Autos: Aging lineup called a factor in August decline. Japanese firms report mixed U.S. results.

September 05, 1996|From Associated Press

General Motors Corp. said Wednesday that its domestic sales in August fell 8% from a year ago, despite strong demand for its sport-utility vehicles.

GM was hurt by a 14% drop in car sales, an especially weak performance that reflects in part the aging of its model lineup. Car sales for all GM divisions were down in August.

Japan's major auto makers had mixed results last month. Honda's U.S. sales were down 14%, Toyota's were up 1% and Nissan improved by nearly 6% over a year ago.

GM, the world's largest auto maker, is preparing to introduce 15 redesigned cars and light trucks in the next few months, representing a quarter of its vast product lineup.

"With the introduction of several new products, we anticipate stronger sales performance going forward," said Ron Zarella, a GM marketing vice president.
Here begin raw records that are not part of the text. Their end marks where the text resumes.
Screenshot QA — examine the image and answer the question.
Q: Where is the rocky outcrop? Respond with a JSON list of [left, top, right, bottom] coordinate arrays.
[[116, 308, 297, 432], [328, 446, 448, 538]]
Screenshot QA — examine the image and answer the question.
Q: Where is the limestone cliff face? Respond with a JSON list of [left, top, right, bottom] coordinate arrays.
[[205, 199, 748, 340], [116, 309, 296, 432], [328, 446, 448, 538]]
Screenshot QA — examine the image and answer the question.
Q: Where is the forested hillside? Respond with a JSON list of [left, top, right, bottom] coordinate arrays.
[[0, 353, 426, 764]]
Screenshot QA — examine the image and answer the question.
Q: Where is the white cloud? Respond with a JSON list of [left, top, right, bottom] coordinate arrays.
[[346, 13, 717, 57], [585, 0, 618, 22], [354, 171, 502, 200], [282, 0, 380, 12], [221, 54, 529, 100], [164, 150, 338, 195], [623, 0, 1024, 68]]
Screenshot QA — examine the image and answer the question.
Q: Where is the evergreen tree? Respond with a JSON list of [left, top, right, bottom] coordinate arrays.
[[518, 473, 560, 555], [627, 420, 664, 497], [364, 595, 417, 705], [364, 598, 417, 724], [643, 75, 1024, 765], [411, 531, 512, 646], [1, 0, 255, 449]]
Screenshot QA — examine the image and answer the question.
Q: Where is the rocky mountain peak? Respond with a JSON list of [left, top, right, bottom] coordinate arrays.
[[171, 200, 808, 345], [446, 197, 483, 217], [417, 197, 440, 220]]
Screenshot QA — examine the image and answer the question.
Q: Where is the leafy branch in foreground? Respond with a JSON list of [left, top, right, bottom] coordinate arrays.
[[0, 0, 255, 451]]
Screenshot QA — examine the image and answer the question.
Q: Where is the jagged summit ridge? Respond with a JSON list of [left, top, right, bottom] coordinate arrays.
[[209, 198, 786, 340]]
GM shares lost 87.5 cents to close at $48.875 on the New York Stock Exchange.

Among the few GM cars that showed sales improvements last month were newer models such as the Oldsmobile Aurora, the Pontiac Sunfire and the Chevrolet Cavalier.

GM's light-truck sales were up 2%, spurred by the Chevrolet Blazer, Tahoe and Suburban sport-utilities. They all set August sales records. The Oldsmobile Bravada, a luxury version of the Blazer, also set an August record.

Chrysler Corp. on Tuesday had reported that car sales were off 4% for August, but its overall sales were up 9% due to a 17% increase in light-truck sales.

The No. 3 auto maker sells a far greater percentage of light trucks--pickups, minivans and sport-utilities--than GM. Last month, for example, light trucks represented 69% of Chrysler's total sales. They represented 41% of GM's total sales.

Ford Motor Co. plans to report its August sales today.

Analyst Joseph Phillippi of Lehman Bros. in New York said GM will continue to lag as long as it has a product line weighted toward cars with a dated image.

"They've still got a substantial portion of their product portfolio that doesn't have the requisite appeal to the baby-boomer buyers who are driving this market," he said.

Phillippi noted that GM's Oldsmobile, Cadillac and Buick divisions all saw double-digit sales declines last month.

"Those three divisions historically have been purveyors of cars for an older generation of Americans," he said. "They have a different brand character in the minds of many consumers, and they're just not on the shopping list for many folks."

Honda said its sales were hampered by low inventories of the popular Civic and Accord sedans. Toyota said it had its best August ever as the model year neared its close.

"Consumers are responding to affordable interest rates and traditional year-end bargains, depleting our . . . supply and clearing the way for incoming '97 models," said Yale Gieszl, a Toyota vice president.

Most European auto makers reported improved U.S. sales for August.

Audi said its sales were up 195%--its best sales for any month in eight years. Mercedes-Benz (up 45%), BMW (up 19%) and Land Rover (up 22%) posted their best August sales ever.

Volkswagen reported its best August sales in nine years, up 22%, and GM's Saab unit said sales increased 3%.